A modalidade acaba induzindo o comprador a entrar outra vez com seu usado e fazer um novo financiamento. Até é possível reparcelar o valor residual, mas a captação dos próprios usados é mais interessante à Toyota por causa da liquidez que eles têm: “O Banco Toyota vai financiar o estoque de usados. Queremos que o cliente traga esses usados para a concessionária em vez de vender para conhecidos ou na internet”, afirma o vice-presidente executivo da Toyota do Brasil, Miguel Fonseca.
Foi este o executivo que trouxe da Europa o modelo para o Ciclo Toyota e o desenvolveu durante nove meses para o mercado brasileiro.

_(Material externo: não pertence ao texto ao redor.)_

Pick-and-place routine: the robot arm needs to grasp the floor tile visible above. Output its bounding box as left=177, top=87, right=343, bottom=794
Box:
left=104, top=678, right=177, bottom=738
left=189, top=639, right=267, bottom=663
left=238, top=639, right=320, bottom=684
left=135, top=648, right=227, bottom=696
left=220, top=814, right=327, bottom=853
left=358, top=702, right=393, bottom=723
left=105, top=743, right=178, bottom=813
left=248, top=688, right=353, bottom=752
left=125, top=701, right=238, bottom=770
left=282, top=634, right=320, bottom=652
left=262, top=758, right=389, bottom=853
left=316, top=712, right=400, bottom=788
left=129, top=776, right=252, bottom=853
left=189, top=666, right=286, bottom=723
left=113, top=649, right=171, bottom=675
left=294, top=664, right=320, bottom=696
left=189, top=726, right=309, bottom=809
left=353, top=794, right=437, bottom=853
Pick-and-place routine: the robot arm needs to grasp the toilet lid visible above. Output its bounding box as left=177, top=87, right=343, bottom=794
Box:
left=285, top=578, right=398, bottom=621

O cliente entra no site da montadora, acessa o Ciclo Toyota, escolhe uma das simulações, como por exemplo a do Etios X com câmbio manual (acesse aqui), e vai calibrando cada um dos três parâmetros (entrada, parcelamento e prestação residual) até encontrar o conjunto que se encaixa melhor no seu orçamento.
“No Reino Unido, 85% das vendas são feitas em ciclos como este”, afirma Fonseca. A Toyota garante a recompra dos seus usados desde que tenham feito todas as revisões dentro da rede, que indiquem o máximo de 15 mil quilômetros rodados por ano, que tenham recebido apenas acessórios e peças originais dentro das concessionárias Toyota e que o proprietário indique a intenção de usá-lo como parte de um novo financiamento 30 dias antes do vencimento da parcela residual.